Vie

Une tradition dérangeante : Un repas qui a du chien

À la fin de chaque mois lunaire, l’artère située entre la Rivière Rouge et le West Lake, à Hanoi, s’anime de centaines de motocyclettes. Familles, collègues de travail et… chiens en cage se rencontrent aux portes de ces charmantes huttes en bambou qui bordent la Nhat Tan dike: les restaurants de viande de chien.

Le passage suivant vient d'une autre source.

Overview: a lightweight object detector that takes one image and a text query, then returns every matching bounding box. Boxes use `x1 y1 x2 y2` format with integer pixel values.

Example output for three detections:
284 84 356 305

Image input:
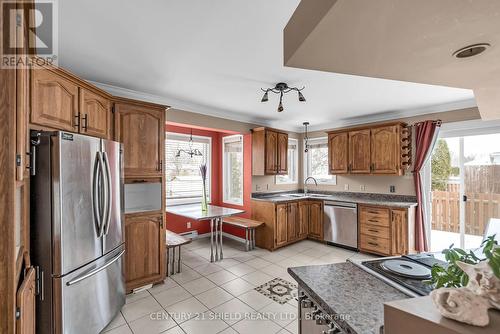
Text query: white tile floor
105 238 376 334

Ils ne ressemblent à rien. Oubliez l’image du comptoir de pho, le restaurant à l’occidentale ou l’étal qui tient d’une version vietnamienne du brunch du dimanche. Le restaurant de viande de chien se distingue d’abord par sa structure qui s’apparente curieusement aux demeures de certaines ethnies minoritaires du pays. Viennent ensuite les jappements, les hurlements et, surtout, l’odeur ambiante. En pénétrant dans la grande salle à aire ouverte où tout le monde est assis à même le sol de bambou, dans une cacophonie digne des heures de pointe les plus cauchemardesques, on ne peut pas dire que ça sente le chien. Des effluves d’une viande indéterminée s’infiltrent avec force dans les narines et s’acheminent lentement vers la pensée, alors le chien cuit, c’est donc ça. Un p’tit coup d’alcool de riz s’il vous plaît…

Tout est nébuleux sur la façon dont les chiens sont recrutés. On dit que seuls les chiens errants, âgés et handicapés sont récupérés à des fins nutritives. Mais certains soirs, des animaux de compagnie disparaissent – car le chien, au Viêtnam, a également le statut d’animal domestique, et il peut être fort bien traité. Chose certaine, leur mort ressemble à un film d’horreur: on saisit la bête au cou, à l’aide d’un crochet, puis on la bat bien fort pour en attendrir la viande. Avant même qu’elle ne rende son dernier souffle, on la plonge dans l’eau bouillante. Enfin, c’est ce qu’on raconte.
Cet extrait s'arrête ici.